El viernes 22 de mayo de 2026 Uruguay registró la primera aplicación oficial de la eutanasia en Uruguay: una mujer de 69 años con cáncer de páncreas terminal que murió tras recibir el procedimiento en el Hospital Policial de Montevideo. La paciente había ingresado diez días antes por el agravamiento de su cuadro y firmó el consentimiento formal el miércoles.
Federico Preve, diputado oficialista que impulsó la ley, describió el hecho como “un día simbólico muy importante” para el país. Frente a la prensa destacó que “esta persona pudo decidir morir con tranquilidad, pudo decidir fallecer según sus propias convicciones”, subrayando la autonomía del paciente en la nueva normativa y abrió un debate público sobre el final de la vida.
Cómo funciona la ley
La normativa que regula la eutanasia en Uruguay exige que el solicitante sea mayor de edad, ciudadano o residente y esté psíquicamente apto.
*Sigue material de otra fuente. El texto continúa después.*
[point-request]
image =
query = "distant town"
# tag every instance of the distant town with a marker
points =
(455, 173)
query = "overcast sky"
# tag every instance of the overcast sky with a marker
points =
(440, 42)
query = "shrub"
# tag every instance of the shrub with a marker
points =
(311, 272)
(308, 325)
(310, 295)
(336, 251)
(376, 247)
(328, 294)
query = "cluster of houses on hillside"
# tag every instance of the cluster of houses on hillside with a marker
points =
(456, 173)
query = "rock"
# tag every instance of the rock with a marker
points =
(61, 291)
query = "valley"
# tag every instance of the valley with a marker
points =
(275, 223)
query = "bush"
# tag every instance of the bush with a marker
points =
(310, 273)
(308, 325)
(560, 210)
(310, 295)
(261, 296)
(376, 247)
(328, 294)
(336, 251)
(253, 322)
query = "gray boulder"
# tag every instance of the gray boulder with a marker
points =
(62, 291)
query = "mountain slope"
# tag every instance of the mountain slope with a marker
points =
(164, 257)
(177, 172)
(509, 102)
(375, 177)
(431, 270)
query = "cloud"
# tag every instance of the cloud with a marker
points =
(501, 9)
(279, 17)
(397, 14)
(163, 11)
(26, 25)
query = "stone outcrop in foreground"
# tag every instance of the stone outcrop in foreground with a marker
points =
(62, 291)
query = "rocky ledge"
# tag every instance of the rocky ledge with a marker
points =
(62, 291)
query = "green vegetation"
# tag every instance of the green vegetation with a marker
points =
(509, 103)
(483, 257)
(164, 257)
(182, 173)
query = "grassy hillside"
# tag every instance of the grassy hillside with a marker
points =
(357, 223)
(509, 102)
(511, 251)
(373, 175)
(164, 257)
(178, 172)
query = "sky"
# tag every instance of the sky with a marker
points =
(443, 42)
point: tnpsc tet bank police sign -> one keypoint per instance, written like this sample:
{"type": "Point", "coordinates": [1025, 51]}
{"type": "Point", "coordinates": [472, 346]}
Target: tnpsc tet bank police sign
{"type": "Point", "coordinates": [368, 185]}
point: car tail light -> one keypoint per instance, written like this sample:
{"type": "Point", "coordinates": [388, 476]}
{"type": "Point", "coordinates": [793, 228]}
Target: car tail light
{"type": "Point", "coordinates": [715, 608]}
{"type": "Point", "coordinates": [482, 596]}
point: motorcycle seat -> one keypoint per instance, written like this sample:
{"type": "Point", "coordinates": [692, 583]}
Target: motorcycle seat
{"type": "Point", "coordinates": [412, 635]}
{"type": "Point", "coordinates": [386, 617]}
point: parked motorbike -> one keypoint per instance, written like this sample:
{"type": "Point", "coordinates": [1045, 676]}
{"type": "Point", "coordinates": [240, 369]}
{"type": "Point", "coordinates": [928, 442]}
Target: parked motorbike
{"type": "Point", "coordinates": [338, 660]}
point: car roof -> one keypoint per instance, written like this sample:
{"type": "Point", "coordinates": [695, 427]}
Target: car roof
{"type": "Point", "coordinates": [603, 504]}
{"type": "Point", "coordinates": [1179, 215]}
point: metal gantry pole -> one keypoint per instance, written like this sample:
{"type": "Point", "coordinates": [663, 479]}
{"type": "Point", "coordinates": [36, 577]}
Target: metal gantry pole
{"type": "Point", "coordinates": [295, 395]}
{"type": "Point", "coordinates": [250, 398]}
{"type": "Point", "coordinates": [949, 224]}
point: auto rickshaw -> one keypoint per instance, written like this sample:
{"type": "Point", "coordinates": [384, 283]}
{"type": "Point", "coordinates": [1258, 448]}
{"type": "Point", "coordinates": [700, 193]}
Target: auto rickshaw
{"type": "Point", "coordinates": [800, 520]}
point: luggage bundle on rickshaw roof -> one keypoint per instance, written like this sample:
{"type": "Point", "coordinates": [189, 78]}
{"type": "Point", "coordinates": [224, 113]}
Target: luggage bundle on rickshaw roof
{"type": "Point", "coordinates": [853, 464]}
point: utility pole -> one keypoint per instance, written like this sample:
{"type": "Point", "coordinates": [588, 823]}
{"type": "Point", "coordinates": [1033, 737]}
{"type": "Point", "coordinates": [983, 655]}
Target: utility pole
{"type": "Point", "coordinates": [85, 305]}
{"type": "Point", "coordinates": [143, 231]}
Solo procede ante una enfermedad terminal e incurable que provoque sufrimientos intolerables y un serio deterioro de la calidad de vida. También permite que el paciente revoque su pedido en cualquier momento.
El procedimiento incluye un trámite médico: el pedido inicial se hace ante un profesional que tiene hasta tres días para expedirse. Interviene luego un segundo médico, internista o especialista, y si ambos certifican los requisitos el proceso continúa. En caso de discrepancias, una junta médica define si procede la intervención.
La mujer había sido internada en el Hospital Policial de Montevideo diez días antes por el empeoramiento de su cuadro por cáncer de páncreas. Ante la irreversibilidad de la enfermedad firmó el consentimiento formal el miércoles y el procedimiento se concretó el viernes, según informaron fuentes sanitarias del centro esta semana.
Contexto regional de la eutanasia
La ley fue sancionada el 15 de octubre de 2025 y reglamentada por decreto del presidente Yamandú Orsi, entrando en vigor el 21 de abril de 2026. Uruguay se convirtió en el primer país de la región en legalizar la eutanasia y se suma a un grupo reducido que incluye a Países Bajos, Bélgica, Canadá, España, Portugal y Nueva Zelanda.
En la región, Colombia despenalizó la eutanasia en 1997 y en 2022 habilitó el suicidio médicamente asistido, aunque enfrenta limitaciones por falta de reglamentación. En Ecuador la Corte Constitucional descriminalizó la práctica en febrero de 2024 tras casos emblemáticos, y ambos procesos muestran rutas distintas hacia el reconocimiento legal de decisiones sobre el fin de la vida.